Forderungen nach einer Umgehung wurden mit der Zunahme des Verkehrs in den Siebzigern laut und verstärkten sich durch die Erschließung des Gewerbegebiets Nord in Ebersberg, den Bau der A 94 und schließlich, 1992, mit der Eröffnung des Erdinger Flughafens. Forstinning wurde so zum Knotenpunkt einer Nord-Süd-Verbindung für Pendler und Flughafengäste. Wer an der Hauptstraße wohnte, für den wurde es dadurch immer lauter und gefährlicher. Vor zwei Jahren kam es sogar zu einem Todesfall, als ein Einheimischer vom Sog eines Lasters erfasst wurde und an den Folgen des Unfalls starb.

Ähnliche Diskussionen wie in Forstinning gab und gibt es in Grafing, Ebersberg und Kirchseeon. Auch dort wird wegen Verkehr und Umgehungen gestritten, auch dort sind die Entwicklungen der vergangenen 30 Jahre zu spüren. Für Ludwig Seebauer, den Sprecher der Forstinninger Umfahrungs-Gegner, sind all dies Hinweise darauf, "dass nie ein Gesamtverkehrs-Konzept für den Landkreis Ebersberg" entwickelt wurde. Dafür müssten Kreispolitiker "in einen Dialog" treten, so Seebauer. Genau das forderte unlängst Ebersbergs Zweiter Bürgermeister Toni Ried (FW). Er wünscht sich, "dass sich alle Gemeinden an einen Tisch setzen und konstruktiv nach einer Lösung suchen".

Anzeichen für so eine Gesamtlösung gibt es bis dato nicht.
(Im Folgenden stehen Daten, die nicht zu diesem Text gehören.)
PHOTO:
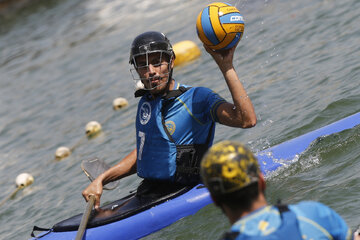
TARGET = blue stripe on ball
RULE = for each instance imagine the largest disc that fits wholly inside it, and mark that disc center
(236, 17)
(207, 27)
(234, 41)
Seebauer hofft, dass die Bedenken seiner Initiative ausreichen, damit der Ebersberger Forst unangetastet bleibt. Protestschilder der Initiative zeigen die seltene Bechstein-Fledermaus und einen Schwarzspecht. Sollte das Planfeststellungsverfahren bei der Regierung von Oberbayern durchgehen, bleibt Seebauer und seinen Mitstreitern noch eine Möglichkeit: In drei Viertel aller vergleichbaren Fälle werde geklagt, heißt es von der Regierung von Oberbayern. In der "jüngeren Vergangenheit" seien jedoch alle Klagen gescheitert.